Carlo Rovelli per www.corriere.it
Stamattina aprendo il computer, sommerso fra l’usuale marea di comunicazioni irrilevanti, ho trovato il seguente messaggio: «Caro Carlo, Elisa si è spenta pacificamente ieri mattina alle dieci e trenta minuti, precisamente nel modo in cui lei desiderava: mentre dormiva, circondata da sua sorella, suo marito, la sua migliore amica, mia figlia e me, nel suo letto, a casa sua, in via Fontana dell’Amore a Bruxelles, al primo piano, con la finestra aperta, per eutanasia. È stato un momento di grande commozione, sereno, magnifico.
Si, è possibile. Elisa ha lottato per due anni e mezzo contro un tumore, che alla fine ha vinto la partita. Ha fatto dono del suo corpo alla facoltà di Medicina dell’Università Libera di Bruxelles, per aiutare la ricerca contro il cancro. Ha chiesto di non organizzare nessun evento particolare a seguito del suo decesso. La grazia del nulla. Elisa ha sorriso gioiosamente quando le ho raccontato di un amico che voleva già prepararle un omaggio e aveva già scritto un discorso. Non poteva più parlare, ma era perfettamente lucida e ha alzato il pollice sorridente quando le ho mostrato il libro che lei mi aveva regalato nella preparazione della sua partenza…». Seguiva la firma.
In francese
Elisa è stata la prima traduttrice dei miei libri, in francese. Non la vedevo da anni e non sapevo della sua malattia. È stata la prima persona all’estero ad apprezzare un mio scritto, e adoperarsi perché fosse pubblicato, in Belgio poi in Francia. Per questo le sono sempre stato grato. La sua scomparsa lascia in me un vuoto. Ma è il modo in cui ha scelto di morire che mi ha commosso, e di questo ora le sono molto più grato. Il breve messaggio che ho ricevuto stamattina mi è stato inviato da una persona che ho incontrato una sola volta. L’ho letto e riletto. È pieno di commozione intensa, senza dubbio.
Chi lo scrive doveva volerle molto bene e deve avere vissuto con partecipazione sofferta le sue decisioni. Ma c’è anche una serenità profonda nel suo messaggio, e un’immagine luminosa e piena di saggezza della fine della vita.
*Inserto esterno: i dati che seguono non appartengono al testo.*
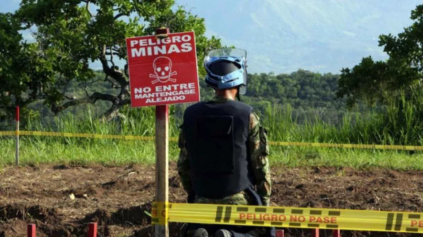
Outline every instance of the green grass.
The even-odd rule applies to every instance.
[[[400,94],[384,110],[365,113],[352,111],[341,122],[326,123],[316,113],[298,122],[289,105],[270,105],[258,113],[268,131],[271,141],[423,145],[423,97]],[[177,137],[179,125],[186,105],[170,106],[170,135]],[[26,119],[22,129],[60,131],[104,135],[154,136],[154,108],[130,109],[121,112],[125,118],[112,121],[93,118],[91,107],[82,114],[65,113],[46,122],[38,118]],[[121,165],[132,163],[153,164],[155,148],[153,141],[129,141],[75,137],[21,137],[21,164],[90,164]],[[401,151],[313,148],[271,146],[272,165],[289,167],[309,166],[350,167],[356,168],[379,167],[397,170],[423,170],[423,155]],[[177,159],[177,143],[170,142],[169,159]],[[13,164],[14,140],[0,138],[0,166]]]
[[[20,162],[22,165],[89,165],[121,166],[132,163],[152,164],[155,160],[153,141],[99,140],[87,145],[66,144],[59,141],[21,138]],[[14,162],[14,140],[0,140],[0,164]],[[176,143],[169,143],[169,159],[176,161],[179,152]],[[272,165],[286,167],[374,167],[396,170],[423,170],[423,154],[411,155],[403,151],[271,146]],[[1,166],[1,165],[0,165]]]

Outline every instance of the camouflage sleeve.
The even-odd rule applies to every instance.
[[[192,189],[191,178],[190,177],[190,160],[188,151],[185,146],[185,137],[183,130],[181,130],[179,133],[178,146],[181,149],[179,156],[176,163],[178,173],[181,178],[182,187],[187,193],[189,193]]]
[[[254,113],[250,115],[248,140],[251,164],[255,176],[257,194],[263,205],[268,206],[272,191],[272,181],[269,168],[269,144],[266,131],[260,124],[258,116]]]

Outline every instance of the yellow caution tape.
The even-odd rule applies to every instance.
[[[69,132],[39,132],[36,131],[19,131],[17,133],[15,131],[0,131],[0,136],[45,136],[50,137],[87,137],[88,138],[102,138],[113,139],[124,139],[126,140],[152,140],[154,137],[143,136],[131,136],[124,135],[105,135],[102,134],[90,134],[88,133],[71,133]],[[178,141],[176,137],[169,137],[170,141]],[[353,144],[336,144],[317,143],[299,143],[294,142],[269,142],[269,145],[281,146],[305,146],[309,147],[332,147],[341,148],[356,148],[362,149],[378,149],[382,150],[408,150],[411,151],[423,150],[423,146],[398,145],[368,145]]]
[[[16,131],[0,131],[0,136],[15,136]],[[102,138],[112,139],[123,139],[126,140],[152,140],[154,137],[146,137],[143,136],[131,136],[125,135],[107,135],[102,134],[91,134],[89,133],[71,133],[70,132],[40,132],[37,131],[19,131],[18,132],[19,135],[24,136],[44,136],[47,137],[86,137],[88,138]],[[177,141],[177,139],[170,137],[169,140]]]
[[[154,205],[152,223],[162,223],[164,206],[158,217]],[[186,203],[168,209],[170,222],[423,233],[423,213]]]

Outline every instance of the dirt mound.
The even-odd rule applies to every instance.
[[[39,205],[26,207],[23,204],[15,204],[0,206],[0,221],[7,221],[11,219],[19,219],[57,223],[60,221],[58,215],[55,208]]]
[[[170,164],[169,199],[185,202],[187,194]],[[272,205],[422,212],[423,172],[348,168],[272,168]],[[77,165],[6,167],[0,181],[0,237],[25,235],[37,225],[37,237],[86,236],[97,222],[99,236],[154,236],[151,218],[154,197],[154,167]],[[185,226],[170,223],[171,237]],[[286,236],[309,236],[305,229],[285,229]],[[321,230],[322,236],[330,231]],[[417,234],[343,231],[342,236],[414,236]]]

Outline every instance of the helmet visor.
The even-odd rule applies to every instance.
[[[224,48],[213,49],[210,51],[204,58],[204,63],[208,62],[212,58],[215,57],[236,57],[242,58],[244,64],[242,65],[244,68],[244,82],[239,88],[239,94],[245,94],[247,92],[247,51],[242,48]]]

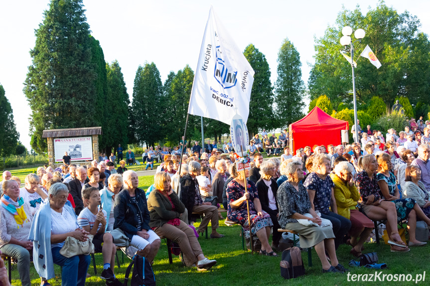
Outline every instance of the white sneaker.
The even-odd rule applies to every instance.
[[[199,270],[199,271],[202,271],[202,270],[200,270],[200,269],[202,269],[209,270],[215,264],[216,264],[216,260],[209,260],[207,258],[205,258],[203,260],[200,260],[198,262],[197,268]]]

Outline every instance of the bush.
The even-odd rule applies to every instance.
[[[331,105],[331,101],[330,101],[327,95],[323,95],[318,97],[316,106],[319,107],[326,113],[330,114],[333,112],[333,106]]]
[[[315,98],[314,99],[310,101],[310,102],[309,103],[309,111],[307,111],[308,112],[310,112],[310,111],[313,109],[313,107],[314,107],[316,105],[316,100],[317,100],[318,98]]]
[[[367,113],[372,119],[379,118],[387,113],[387,105],[379,96],[373,96],[370,100]]]
[[[4,159],[4,169],[16,168],[18,167],[17,156],[10,156]],[[42,155],[26,155],[19,156],[19,167],[42,165],[48,163],[48,157]],[[2,162],[0,161],[0,168],[3,168]]]
[[[405,126],[407,125],[406,117],[400,112],[393,112],[388,115],[381,116],[376,121],[375,124],[378,130],[380,130],[383,134],[387,133],[390,128],[394,128],[398,132],[405,130]]]
[[[396,98],[396,99],[399,99],[399,103],[403,105],[403,109],[405,110],[405,115],[409,118],[413,118],[414,117],[414,108],[412,108],[412,105],[411,105],[411,102],[409,102],[409,99],[405,96],[401,96]]]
Mi ha colpito particolarmente quel «Si, è possibile», nel messaggio, che forse tradisce un attimo di incertezza, ma è anche una confutazione orgogliosa e coraggiosa, a fronte alta, contro la lettura della morte oscura, tremebonda e piena di tabù, che ancora pesa sulla nostra società.
L’insegnamento
Quello che rende serena la morte di Elisa, l’insegnamento che traspare incapsulato nel breve messaggio che ho ricevuto, è sopratutto la possibilità che ha avuto Elisa di prendere in mano la propria fine e deciderne modo e tempi, nel momento in cui l’alternativa è stata fra una sofferenza senza uscita, un decadimento senza ritorno, oppure un’accettazione serena della naturalezza della morte. Non perché noi possiamo pensarci onnipotenti. Certo non lo siamo: Elisa ha perduto la battaglia contro il suo tumore. Ma perché la morte può essere vissuta con serenità proprio perché è comunque inevitabile; quello che è in gioco è sempre solo qualche anno in più o in meno, qualche mese in più o in meno.
Ma possiamo decidere noi, se morire soffrendo come cani in un freddo letto d’ospedale, contro natura, illusi da patetiche bugie, trattenuti in vita ad ogni costo come se veramente si potesse evitare la morte; oppure morire serenamente a casa nostra, a testa alta, attorniati dai nostri cari, nel modo e nel momento che scegliamo, in una atmosfera di amore e serenità, accettando con trepidazione e gioia anche questo passaggio, come accettiamo con trepidazione e gioia gli altri passaggi inevitabili della vita.
A chi resta, resta il dolore dell’assenza. Ma da una morte come quella di Elisa, resta anche una profonda serenità e un grande conforto. Che ci allevia, forse addirittura ci toglie, la paura di ciò che è inevitabile. Perché la legge italiana ci deve vietare di poter scegliere, nelle giuste forme, questo modo naturale, profondamente umano, e profondamente giusto, per morire?